UNK indicates not mentioned in the study/Unknown. NI is not indicated

Data from clinical and in vivo studies were also collected and reviewed for this article, the results of which can be seen in the supplements. Very few studies have directly investigated the role of OATPs in TKI pharmacokinetics with different methodologies, however the results from available studies seem to be consistent with regulatory data. Since the main scope of this review is to focus on discrepancies between published data and FDA and EMA guidelines, their results were not further explored here. Moreover, as OATP1B1 and OATP1B3 substrates used in the retrieved data have complex pharmacokinetic profiles involving drug-metabolizing enzymes and other transporters, the results of such case reports should be carefully analyzed to decide on the importance of each part of the pathway [48,49,50,51,52,53,54,55,56,57,58,59].

6.1. Omissions

In numerous studies, TKIs have been indicated as victims in DDIs while considerably less is known about their role as perpetrators via transporter inhibition [32,60,61,62,63,64]. In this context, it is noteworthy that transporter inhibition studies are not required by regulatory agencies for approval, but rather recommended to evaluate DDI potential [38].

Currently, there are 20 FDA approved TKIs for which the PI does not contain any information on their inhibitory effects on OATP1B1 and/or OATP1B3, and this is the case for both agents approved long ago as well as those that were approved more recently. The transport interactions of some of these omitted drugs have been examined by academic investigators as reported in the published literature, and it seems prudent that this information is captured and included in the future in individual PIs and regulatory databases alike. Interestingly, we found that some of the PIs address DDIs that are plausibly attributable to OATPs but this is not always consistently acknowledged due to inconclusive mechanistic insights. For example, dasatinib can dramatically increase plasma levels of the dual OATP1B1 and CYP3A4 substrate, simvastatin, and the individual contribution of each one of these pharmacokinetic components to the DDI is not clearly defined. On the other hand, for many TKIs, no data were found in the published literature on their potential to inhibit OATP1B1 and/or OATP1B3.

6.2. Discrepancies

The discrepancies observed during our evaluation can be categorized into two groups: discrepancies between the information provided by EMA and FDA, and discrepancies between different published articles. Table 1 summarizes the cases where data provided by FDA and EMA data were not congruent in terms of reported OATP-inhibitory properties of TKIs. Specific discrepancies of interest are highlighted below. Authors do acknowledge that reporting an IC50, even when it is relatively low, does not guarantee a significant clinical impact, unless special formulas are implemented, therefore the inconsistencies reported here, address instances where the guidance is not followed and the reported IC50 is not further explored:

The PI and FDA guidance documents for baricitinib report the agent as an OATP1B3 inhibitor, whereas the EMA documents claim that it is not an inhibitor of this transporter. The existence of this discrepancy is not explained or discussed in any of the regulatory materials.

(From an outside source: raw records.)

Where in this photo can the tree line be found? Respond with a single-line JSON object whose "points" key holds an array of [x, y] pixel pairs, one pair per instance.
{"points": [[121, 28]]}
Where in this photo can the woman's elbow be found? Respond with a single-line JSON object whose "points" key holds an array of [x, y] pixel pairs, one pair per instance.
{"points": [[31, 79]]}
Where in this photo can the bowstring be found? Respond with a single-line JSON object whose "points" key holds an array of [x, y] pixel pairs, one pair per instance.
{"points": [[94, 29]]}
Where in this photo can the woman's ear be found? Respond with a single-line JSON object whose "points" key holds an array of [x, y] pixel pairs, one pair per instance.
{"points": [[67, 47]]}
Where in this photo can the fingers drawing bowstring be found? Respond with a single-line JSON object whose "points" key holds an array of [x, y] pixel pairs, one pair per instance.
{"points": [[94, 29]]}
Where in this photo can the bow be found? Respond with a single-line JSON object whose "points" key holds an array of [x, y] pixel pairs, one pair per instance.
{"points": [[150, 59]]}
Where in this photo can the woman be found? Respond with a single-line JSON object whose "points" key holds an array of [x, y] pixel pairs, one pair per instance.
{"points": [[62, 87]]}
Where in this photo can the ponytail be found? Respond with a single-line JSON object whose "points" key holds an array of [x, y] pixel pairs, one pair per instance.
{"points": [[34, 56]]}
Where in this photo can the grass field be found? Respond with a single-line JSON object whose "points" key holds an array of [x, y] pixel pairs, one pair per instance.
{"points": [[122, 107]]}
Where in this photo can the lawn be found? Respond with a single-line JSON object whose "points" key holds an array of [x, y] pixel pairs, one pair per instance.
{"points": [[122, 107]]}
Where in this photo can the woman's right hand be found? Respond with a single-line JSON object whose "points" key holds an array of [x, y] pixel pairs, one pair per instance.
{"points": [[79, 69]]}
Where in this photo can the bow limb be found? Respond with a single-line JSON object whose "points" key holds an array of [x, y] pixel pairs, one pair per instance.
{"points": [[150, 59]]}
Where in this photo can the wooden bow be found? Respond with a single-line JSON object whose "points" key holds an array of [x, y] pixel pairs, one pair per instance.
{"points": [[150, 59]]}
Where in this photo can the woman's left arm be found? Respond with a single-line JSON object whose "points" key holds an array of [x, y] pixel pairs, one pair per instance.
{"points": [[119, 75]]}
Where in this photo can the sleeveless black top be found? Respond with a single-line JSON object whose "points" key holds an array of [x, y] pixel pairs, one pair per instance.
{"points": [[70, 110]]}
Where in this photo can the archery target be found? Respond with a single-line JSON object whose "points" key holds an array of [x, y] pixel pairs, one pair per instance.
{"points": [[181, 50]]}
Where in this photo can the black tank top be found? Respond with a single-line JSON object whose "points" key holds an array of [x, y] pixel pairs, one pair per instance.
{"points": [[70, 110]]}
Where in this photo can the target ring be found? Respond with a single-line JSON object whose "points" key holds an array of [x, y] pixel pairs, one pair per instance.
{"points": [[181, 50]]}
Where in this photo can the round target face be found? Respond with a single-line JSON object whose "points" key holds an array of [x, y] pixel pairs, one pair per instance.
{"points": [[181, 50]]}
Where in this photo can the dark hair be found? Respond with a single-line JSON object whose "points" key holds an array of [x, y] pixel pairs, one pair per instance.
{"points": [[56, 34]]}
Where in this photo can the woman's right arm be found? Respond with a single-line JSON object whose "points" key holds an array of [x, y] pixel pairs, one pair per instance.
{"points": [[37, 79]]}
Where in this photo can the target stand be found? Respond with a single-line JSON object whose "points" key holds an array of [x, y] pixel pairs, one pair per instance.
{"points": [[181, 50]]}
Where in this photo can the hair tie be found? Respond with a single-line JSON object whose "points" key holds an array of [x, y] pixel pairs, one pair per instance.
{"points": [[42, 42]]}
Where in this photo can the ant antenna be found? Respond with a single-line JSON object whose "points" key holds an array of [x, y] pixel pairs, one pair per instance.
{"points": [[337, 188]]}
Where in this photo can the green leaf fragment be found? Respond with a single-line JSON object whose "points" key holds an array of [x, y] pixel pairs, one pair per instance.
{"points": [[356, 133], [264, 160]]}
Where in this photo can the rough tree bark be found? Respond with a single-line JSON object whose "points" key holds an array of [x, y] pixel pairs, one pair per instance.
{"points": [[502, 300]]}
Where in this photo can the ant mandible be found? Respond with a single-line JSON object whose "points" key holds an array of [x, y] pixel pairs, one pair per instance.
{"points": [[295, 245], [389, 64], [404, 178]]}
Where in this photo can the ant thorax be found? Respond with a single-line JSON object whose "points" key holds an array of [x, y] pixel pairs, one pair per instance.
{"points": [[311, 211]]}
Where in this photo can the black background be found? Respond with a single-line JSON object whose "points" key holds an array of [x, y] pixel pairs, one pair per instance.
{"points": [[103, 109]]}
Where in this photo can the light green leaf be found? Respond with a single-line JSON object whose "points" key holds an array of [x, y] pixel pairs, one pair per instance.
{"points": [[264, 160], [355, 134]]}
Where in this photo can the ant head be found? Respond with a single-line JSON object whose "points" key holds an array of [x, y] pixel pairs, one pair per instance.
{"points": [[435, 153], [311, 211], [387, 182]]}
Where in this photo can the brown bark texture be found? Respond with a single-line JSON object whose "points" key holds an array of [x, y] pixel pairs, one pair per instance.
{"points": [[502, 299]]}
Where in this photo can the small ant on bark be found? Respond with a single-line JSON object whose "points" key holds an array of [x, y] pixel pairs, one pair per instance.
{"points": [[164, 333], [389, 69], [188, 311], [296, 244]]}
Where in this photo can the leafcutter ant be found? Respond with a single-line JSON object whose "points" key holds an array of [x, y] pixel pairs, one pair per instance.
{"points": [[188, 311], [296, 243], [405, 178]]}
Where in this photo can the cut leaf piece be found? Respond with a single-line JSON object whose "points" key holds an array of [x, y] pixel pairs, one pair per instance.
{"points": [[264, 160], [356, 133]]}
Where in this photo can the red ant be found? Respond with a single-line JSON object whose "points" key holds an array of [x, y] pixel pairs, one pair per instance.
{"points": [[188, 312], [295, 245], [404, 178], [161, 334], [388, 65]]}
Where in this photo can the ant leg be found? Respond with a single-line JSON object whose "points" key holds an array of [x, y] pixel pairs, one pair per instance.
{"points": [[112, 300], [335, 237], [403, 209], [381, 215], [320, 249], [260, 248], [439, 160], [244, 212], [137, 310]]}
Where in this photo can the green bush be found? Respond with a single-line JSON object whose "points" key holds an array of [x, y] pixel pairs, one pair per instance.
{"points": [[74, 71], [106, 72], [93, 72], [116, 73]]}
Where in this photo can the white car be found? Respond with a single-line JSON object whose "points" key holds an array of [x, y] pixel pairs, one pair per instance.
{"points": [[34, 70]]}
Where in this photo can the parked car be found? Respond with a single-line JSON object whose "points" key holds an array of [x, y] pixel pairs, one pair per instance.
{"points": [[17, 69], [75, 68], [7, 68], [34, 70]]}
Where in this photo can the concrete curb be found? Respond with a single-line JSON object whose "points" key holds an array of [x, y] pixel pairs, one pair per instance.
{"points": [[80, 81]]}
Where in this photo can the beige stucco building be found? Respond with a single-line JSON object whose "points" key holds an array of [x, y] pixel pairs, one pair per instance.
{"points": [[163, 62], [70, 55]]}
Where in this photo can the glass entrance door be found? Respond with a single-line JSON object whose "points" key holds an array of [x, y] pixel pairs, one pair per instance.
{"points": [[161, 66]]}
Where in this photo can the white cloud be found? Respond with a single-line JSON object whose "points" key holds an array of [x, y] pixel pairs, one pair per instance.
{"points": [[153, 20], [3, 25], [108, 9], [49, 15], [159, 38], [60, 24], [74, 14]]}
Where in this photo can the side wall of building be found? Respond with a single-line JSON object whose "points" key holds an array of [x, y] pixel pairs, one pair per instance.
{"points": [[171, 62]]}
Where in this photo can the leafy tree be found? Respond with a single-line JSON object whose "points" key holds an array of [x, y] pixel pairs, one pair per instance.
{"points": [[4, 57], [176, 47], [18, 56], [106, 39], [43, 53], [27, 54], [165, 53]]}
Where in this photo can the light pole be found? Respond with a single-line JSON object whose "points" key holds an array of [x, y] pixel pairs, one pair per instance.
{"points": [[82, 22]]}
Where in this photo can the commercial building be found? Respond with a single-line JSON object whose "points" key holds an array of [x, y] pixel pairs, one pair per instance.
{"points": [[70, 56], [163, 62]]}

For ceritinib, the PI and EMA state that based on in vitro data, the TKI is unlikely to inhibit OATP1B1 and OATP1B3 at clinically-relevant concentrations. However, the FDA guidance document for ceritinib reports that ceritinib inhibits OATP1B1 and OATP1B3 by 31.8% and 24.1%, respectively, and that because the R-value is <1.25, an in vivo study was considered unnecessary. However, the FDA guidance on DDI potential states that a drug has the potential to inhibit OATP1B1 or OATP1B3 in vivo if the R-value is >1.1

The PI for crizotinib reports the TKI as not an inhibitor of OATP1B1 or OATP1B3, but the FDA guidance reports that crizotinib demonstrated a weak, concentration-dependent inhibitory effect on pravastatin, an OATP1B1 substrate, and rosuvastatin, an OATP1B3 substrate uptake, with IC50 values of 48 µM and 44 μM, respectively.

The PI and FDA documents state that OATP1B1 and OATP1B3 are not inhibited by laroctrectinib, although the EMA materials state that there are inhibitory effects of laroctrectinib on OATP1B1 with an IC50 of 48 µM.

For lenvatinib, the PI states that there is no potential to inhibit OATP1B1 in vivo, whereas in the FDA guidance it is concluded that lenvatinib inhibited OATP1B1 with an IC50 of 7.29 µM.

The PI and FDA report that lorlatinib does not inhibit OATP1B1 and OATP1B3, while the EMA claims that this TKI has the potential to inhibit these transporters at clinically-relevant concentrations.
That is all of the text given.